What can be observed concretely? Project developers and housing companies react to the wishes of their clientele, but they also influence and control them. A best earning "creative class" asks for apartments that clearly stands out from a mere catalog goods. Above all, however, they rely on a neighborhood environment that corresponds to their mostly urban lifestyles. LOHAS (lifestyles of health and sustainability) and bobos (bourgeoise bohemians) are happy to pay for this perfect fit. And this is exactly where the investors’ mental exercise begins: what can they offer these demanders so that they and their capital do not remain in the modernized, but authentically grown stock including the "trendy neighborhood" disappear?

Although – or precisely because – the neighborhood is a rather informal typology of territory, which cannot be precisely spatially delimited, but in which a strong connection to the lifeworld of citizens and residents is expressed, it has long been the most important level of intervention for most cities.

Somehow urban

Ackermannbogen in munich. Image: christoph knoch

Consequently, they bring this to bear in their municipal development strategies – whether in the case of hamburg’s long-standing "stepchild" veddel or in munich’s ackermannbogen, but also on the novartis campus in basel. But now the real estate industry is also getting into the act. It is no longer just individual properties or the company’s own portfolio that are targeted, but the neighborhood, which represents a kind of matrix between the buildings and is sometimes the actual unique selling proposition of the housing supply.

At the same time, we live in a time in which countless postmodern lifestyles are differentiated. This pluralization has reached an extent that would have been inconceivable in the past fordist phase of mass production and mass consumption – between the terraced house and VW kafer.

It’s not just an apartment or house that’s being marketed, but a lifestyle-adequate neighborhood

The "new lack of transparency", as jurgen habermas once called it, but is by no means unmanageable. Especially since recent housing market analyses are usually based on the study of different housing and lifestyle groups. In a survey of 30.000 households in bremen, for example, it was not only possible to meet the needs of 14.000 dwellings, ten housing style groups and their qualitative demand were also identified.

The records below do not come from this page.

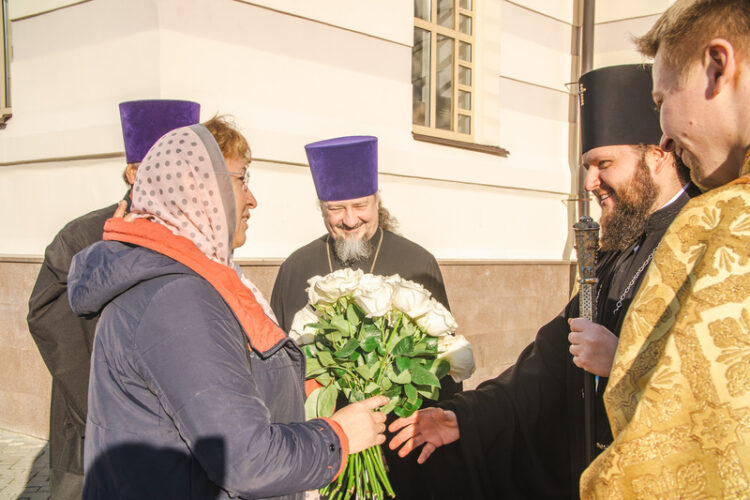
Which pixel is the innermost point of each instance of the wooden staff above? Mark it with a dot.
(587, 243)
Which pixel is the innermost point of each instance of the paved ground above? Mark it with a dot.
(24, 470)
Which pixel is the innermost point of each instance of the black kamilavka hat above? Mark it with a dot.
(617, 107)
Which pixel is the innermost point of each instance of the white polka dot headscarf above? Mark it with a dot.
(183, 183)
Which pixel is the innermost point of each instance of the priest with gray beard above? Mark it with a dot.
(360, 235)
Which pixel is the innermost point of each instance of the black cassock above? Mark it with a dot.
(65, 341)
(522, 433)
(441, 476)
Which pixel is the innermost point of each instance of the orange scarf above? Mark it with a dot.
(262, 333)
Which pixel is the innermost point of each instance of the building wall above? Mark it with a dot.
(292, 72)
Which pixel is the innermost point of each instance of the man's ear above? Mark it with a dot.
(719, 61)
(130, 172)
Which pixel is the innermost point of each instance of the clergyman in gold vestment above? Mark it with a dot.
(678, 397)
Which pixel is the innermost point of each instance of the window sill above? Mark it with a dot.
(481, 148)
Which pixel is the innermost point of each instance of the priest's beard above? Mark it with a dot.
(623, 225)
(350, 250)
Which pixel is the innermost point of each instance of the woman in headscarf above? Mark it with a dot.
(195, 392)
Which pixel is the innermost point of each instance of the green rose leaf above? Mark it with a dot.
(404, 346)
(352, 316)
(402, 412)
(441, 368)
(403, 363)
(346, 351)
(371, 388)
(386, 383)
(428, 392)
(327, 400)
(390, 405)
(324, 378)
(394, 391)
(370, 344)
(400, 378)
(364, 372)
(422, 376)
(413, 406)
(341, 324)
(325, 358)
(411, 392)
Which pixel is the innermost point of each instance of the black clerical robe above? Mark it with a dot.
(65, 342)
(439, 477)
(522, 433)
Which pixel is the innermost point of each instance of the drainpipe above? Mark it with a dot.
(587, 61)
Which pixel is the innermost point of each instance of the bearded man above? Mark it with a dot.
(522, 433)
(679, 393)
(361, 236)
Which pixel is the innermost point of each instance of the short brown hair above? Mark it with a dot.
(231, 142)
(685, 28)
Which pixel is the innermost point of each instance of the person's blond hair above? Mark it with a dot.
(684, 30)
(231, 142)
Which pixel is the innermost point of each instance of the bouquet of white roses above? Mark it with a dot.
(366, 335)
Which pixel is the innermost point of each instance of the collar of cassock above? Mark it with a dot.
(663, 217)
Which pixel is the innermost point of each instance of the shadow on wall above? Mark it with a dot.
(158, 472)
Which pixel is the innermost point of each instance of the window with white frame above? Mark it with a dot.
(443, 68)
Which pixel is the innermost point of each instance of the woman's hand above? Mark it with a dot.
(363, 426)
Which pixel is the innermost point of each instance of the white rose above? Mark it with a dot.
(373, 295)
(300, 332)
(457, 351)
(438, 320)
(411, 298)
(329, 288)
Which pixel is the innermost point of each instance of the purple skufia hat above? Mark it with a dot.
(143, 122)
(344, 168)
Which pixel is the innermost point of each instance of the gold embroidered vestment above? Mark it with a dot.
(678, 398)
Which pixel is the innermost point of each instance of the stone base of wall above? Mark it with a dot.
(498, 305)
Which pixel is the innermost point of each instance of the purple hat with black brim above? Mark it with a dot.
(143, 122)
(344, 168)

If one knows the social data and the settlement typology of quarters, it can be deduced from the study which groups in which rough orders penetrated into which locations.

This is a double-edged ie, because in practice investors also use the data to find out in which locations the highest margins for solvent customers can be realized. Such precise milieu information is increasingly in demand and is also distributed via industry associations. The glassy real estate customer or resident has – hopefully – not yet emerged, but transparent lifestyle clusters that can be condensed into easily addressable target groups.

Such "neighborhood developments" may create a kind of "romantic urbanity" but they exemplify the basic attitude of developers and real estate companies, who, with an implicit lack of interest in urban identity, ultimately tend to pursue social segregation and urban uniformity. This marks the beginning of an unprecedented, systematic commodification of neighborhood development. The new players are not interested in improving the world, but in achieving ever greater efficiency for the capital they invest. Production is no longer roughly flat and in coarse stucco numbers, as was still the case in the basic era, but is more small-scale, flexible, and individual. It’s not just the apartment or house that’s being marketed, but a lifestyle-adequate environment, de facto the entire neighborhood.